Choosing your background and character
To pick a background, click on the blue circle at the bottom right of your screen with the landscape image on it. Let's choose 'Woods'. Next, we need to pick a character (or sprite). To do this, click on the other blue circle at the bottom right. Let's choose the 'Dragon'. Once that's done, move your dragon in the preview screen to wherever you think it looks best.

Deciding on your plan of attack
Dragons are best when they breathe fire, so how about we make our dragon do just that? We can do this by switching its costumes. Click on the 'Costumes' tab at the top left. You'll see that the dragon has three different poses – standing (costume 1), flying (costume 2) and breathing fire (costume 3). You can click on each of the poses to see them, but make sure you re-select costume 1 before moving to the next step. (Note: your dragon in the preview screen on the top right of your screen should be standing, not flying or breathing fire.)

Writing your code
Click on the 'Code' tab, also at the top left. Here you will see coloured buttons. Click on the purple 'Looks' button. There are many options to choose from, but we want our dragon to switch costumes. So, drag the 'switch costume to dragon-c' block into your workspace in the middle of the page. (This will make your dragon move into its cool fire-breathing pose!)

Adding a sound element
Click on the pink 'Sound' button. Drag the 'play sound Magic Spell until done' block into your workspace. Move it just under the purple costume block and it will snap into place. Click on the words 'Magic Spell' and other options will appear in a dropdown menu. Select 'record…'. Now, take a moment and think about what sound a dragon might make. What sound will your dragon make?
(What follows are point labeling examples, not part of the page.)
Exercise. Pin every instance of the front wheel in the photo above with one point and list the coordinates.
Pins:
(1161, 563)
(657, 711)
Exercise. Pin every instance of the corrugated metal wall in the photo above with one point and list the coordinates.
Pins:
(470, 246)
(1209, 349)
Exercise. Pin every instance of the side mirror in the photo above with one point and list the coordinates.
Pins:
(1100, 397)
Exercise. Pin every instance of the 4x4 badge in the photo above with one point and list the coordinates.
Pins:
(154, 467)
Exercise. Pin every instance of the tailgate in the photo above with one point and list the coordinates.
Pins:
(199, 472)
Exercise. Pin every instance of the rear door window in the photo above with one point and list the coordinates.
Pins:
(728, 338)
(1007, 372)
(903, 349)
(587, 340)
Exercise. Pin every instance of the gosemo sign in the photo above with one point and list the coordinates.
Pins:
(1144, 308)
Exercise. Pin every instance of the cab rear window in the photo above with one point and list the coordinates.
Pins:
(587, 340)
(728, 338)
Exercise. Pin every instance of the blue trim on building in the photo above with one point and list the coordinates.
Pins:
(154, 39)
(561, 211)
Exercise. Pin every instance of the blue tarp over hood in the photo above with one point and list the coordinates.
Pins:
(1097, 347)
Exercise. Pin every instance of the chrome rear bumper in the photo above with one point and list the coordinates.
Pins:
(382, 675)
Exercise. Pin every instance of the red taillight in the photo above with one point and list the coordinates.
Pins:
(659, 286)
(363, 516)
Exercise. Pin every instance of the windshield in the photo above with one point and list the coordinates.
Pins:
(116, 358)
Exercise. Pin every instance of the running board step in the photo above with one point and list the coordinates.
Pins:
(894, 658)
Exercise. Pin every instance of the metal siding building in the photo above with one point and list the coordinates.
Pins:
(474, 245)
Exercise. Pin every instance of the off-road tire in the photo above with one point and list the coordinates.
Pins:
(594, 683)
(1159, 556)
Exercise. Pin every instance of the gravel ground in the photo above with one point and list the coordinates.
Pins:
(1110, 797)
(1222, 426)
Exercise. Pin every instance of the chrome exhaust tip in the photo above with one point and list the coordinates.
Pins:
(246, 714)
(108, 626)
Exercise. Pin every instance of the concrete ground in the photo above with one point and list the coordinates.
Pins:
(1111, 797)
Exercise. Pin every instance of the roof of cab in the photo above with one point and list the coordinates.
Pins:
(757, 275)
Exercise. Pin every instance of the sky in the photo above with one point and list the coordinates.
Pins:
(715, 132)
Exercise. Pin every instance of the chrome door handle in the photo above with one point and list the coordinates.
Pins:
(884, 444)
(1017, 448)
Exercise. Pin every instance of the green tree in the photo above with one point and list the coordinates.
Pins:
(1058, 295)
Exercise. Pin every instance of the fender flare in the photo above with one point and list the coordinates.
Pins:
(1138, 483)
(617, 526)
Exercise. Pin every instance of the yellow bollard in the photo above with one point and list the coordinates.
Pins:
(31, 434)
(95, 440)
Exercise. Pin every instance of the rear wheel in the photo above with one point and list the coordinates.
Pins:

When you are ready (and have practised your roar), click on the 'Record' button, make your sound and then click on the 'Stop recording' button. If you're happy with the result, click 'Save'. Click back on the 'Code' tab. Then, in the pink sound block in your workspace, click on the words 'Magic Spell' again and this time select your recording from the dropdown menu (it will probably be called 'recording1').

Putting on the finishing touch
Click again on the purple 'Looks' button on the left and drag another 'switch costume to dragon-c' block to your workspace. Move it just under the pink sound block, so it snaps into place as the third block. Click on the words 'dragon-c' and select 'dragon-a' from the dropdown menu. (This will make your dragon stop breathing fire. After all, you don't want it to burn down the entire woods, do you?)

Getting your animation ready to roll
Click on the light orange 'Events' button. Drag the 'when green flag clicked' block to your workspace and move it to the top (not the bottom this time) of your coding block.

It's time to watch (and hear) your masterpiece
And now let's see if your coding has worked. Will your dragon come to life? Click on the 'Full screen control' button (four arrows pointing outwards) above the preview screen, then click on the 'Go' button (green flag) for a full-screen animation. Looks good? Congratulations!

A homework task you'll actually enjoy
Now you know the basics, you can reorder or delete the blocks. For a fun challenge, try adding extra characters to your project and coding each one. Or, why not get adventurous and start a whole new scene? Good luck!